The region is facing the worst drought in years. Some say in 25 years. Numbers don’t really matter anymore as the soil is just vanishing with the wind. Disappearing from an area that is suppose to be the breadbasket of the country. In worst case that will lead to famine. Last summer there was already a shortage on bread. And this is the Rojava. The place where people try to manage stuff so that there would not be famine. Unlike the neighboring country, Assad’s Syria, which is way worse. There is the same drought and besides that the corruption on all levels of society. Then there are neighboring countries like Iraq and Iran where people and students protest heavily against the corrupt leaders that cannot manage in any way the problems that climate change has brought. There is Turkey, a country that is putting more effort on sabotaging Rojava’s water supplies than putting down forest fires and disappearings of lakes inside their own region. This area is surely drying out faster than it should. Studies show that global warming happens in this part of the world faster than in other places of the world.

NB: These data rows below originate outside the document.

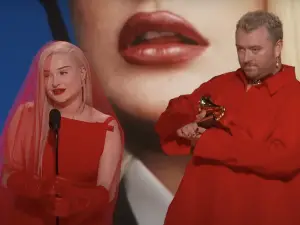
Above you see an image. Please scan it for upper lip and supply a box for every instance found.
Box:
[52,88,65,91]
[119,11,209,51]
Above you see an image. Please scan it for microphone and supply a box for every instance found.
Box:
[49,109,61,133]
[49,109,61,225]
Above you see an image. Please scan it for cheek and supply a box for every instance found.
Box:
[65,79,82,93]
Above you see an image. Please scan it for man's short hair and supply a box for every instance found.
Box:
[236,10,283,43]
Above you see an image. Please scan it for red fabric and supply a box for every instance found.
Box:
[156,66,300,225]
[4,118,115,225]
[0,41,124,225]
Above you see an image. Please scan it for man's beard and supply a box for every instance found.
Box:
[113,105,161,157]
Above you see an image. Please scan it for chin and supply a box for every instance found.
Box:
[51,97,68,105]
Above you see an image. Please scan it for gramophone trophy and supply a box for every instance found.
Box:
[197,96,229,131]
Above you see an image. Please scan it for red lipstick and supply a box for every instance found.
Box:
[52,88,66,95]
[119,11,209,65]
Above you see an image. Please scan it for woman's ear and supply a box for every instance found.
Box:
[80,66,87,83]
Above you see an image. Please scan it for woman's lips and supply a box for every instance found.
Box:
[119,11,209,65]
[52,88,66,95]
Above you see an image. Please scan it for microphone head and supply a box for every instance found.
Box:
[49,109,61,132]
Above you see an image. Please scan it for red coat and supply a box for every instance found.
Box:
[156,65,300,225]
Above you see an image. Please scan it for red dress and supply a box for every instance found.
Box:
[4,117,113,225]
[156,66,300,225]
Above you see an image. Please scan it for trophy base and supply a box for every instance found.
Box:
[197,116,232,135]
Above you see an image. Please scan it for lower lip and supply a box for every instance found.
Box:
[121,43,206,65]
[53,90,65,96]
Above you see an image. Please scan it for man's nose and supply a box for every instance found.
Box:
[244,50,252,63]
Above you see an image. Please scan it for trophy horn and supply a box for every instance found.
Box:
[199,96,225,121]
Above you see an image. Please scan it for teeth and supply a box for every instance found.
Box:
[143,31,176,40]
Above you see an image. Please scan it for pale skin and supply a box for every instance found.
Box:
[70,0,264,193]
[177,24,283,148]
[44,53,122,217]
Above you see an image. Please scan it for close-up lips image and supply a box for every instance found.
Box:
[119,11,209,65]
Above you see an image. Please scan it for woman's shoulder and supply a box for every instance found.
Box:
[91,108,116,124]
[14,102,34,117]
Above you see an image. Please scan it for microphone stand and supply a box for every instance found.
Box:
[54,129,60,225]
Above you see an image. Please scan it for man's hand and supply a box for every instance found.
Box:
[177,111,206,141]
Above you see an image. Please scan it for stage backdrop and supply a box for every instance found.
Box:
[0,0,300,225]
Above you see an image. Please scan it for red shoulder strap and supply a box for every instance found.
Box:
[103,116,114,131]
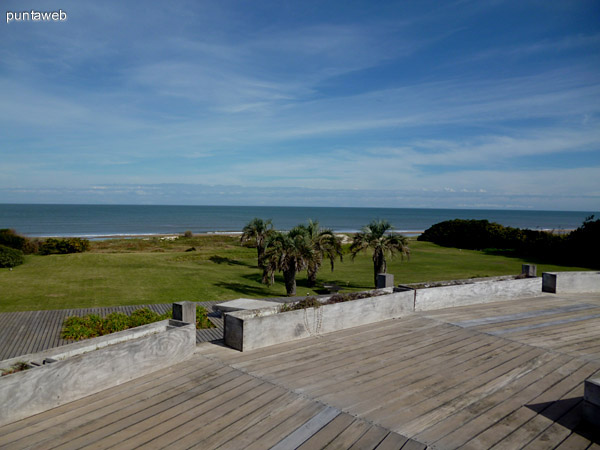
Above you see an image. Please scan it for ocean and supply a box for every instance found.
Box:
[0,204,597,239]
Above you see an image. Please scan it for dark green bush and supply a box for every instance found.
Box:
[0,228,27,251]
[38,238,90,255]
[61,306,214,341]
[196,306,215,329]
[279,297,322,312]
[324,291,387,305]
[102,312,131,334]
[0,245,25,267]
[418,216,600,268]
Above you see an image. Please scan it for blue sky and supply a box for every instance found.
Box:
[0,0,600,211]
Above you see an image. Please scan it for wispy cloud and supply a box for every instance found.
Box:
[0,0,600,209]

One big problem is oil. There exists a theory that where is oil production there will be destruction of the area, both environmentally and socially. Middle East is like the oil pump of the world. Endless lines of oil trucks on the highways that go through fields turned into desert was a horrifying sight. Trucks on the asphalt roads that the burning sun had softened. Looking at those trucks in lines and few times losing count after seeing 40 of them, it really made me think is this really worth it. How many places we still are going to turn into Mad Max style deserts before we start to think there is something fundamentally wrong in our lifestyles in the western world. Literally, we suck the life out of these places and burn them into ground. Sure this was not a new thing for me, but seeing it in front of my very own eyes, well, it just feels more raw. Feels more brutal and touches you deep. And then there is the war. Drones and jihadists make things really hard here but still people try.
The problems I’ve seen here were not so much about people, but it more about the states everywhere. The colonialist and imperialist states that still play around here their power games and resource wars. Other states continuing to destroy the climate and the biggest bill to pay is here where the climate has warmed so rapidly. States really prevents the best potential to come out of people here.
When Noam Chomsky was asked earlier this year in an interview what he sees as the greatest obstacle in solving the climate crisis, his answer was similar as my observation here: Two major obstacles. One is of course the fossil fuel companies. Second is the governments of the world, including Europe and the United States.
Çîrok Ecnebî,
During the Christmas time 2021 in Rojava.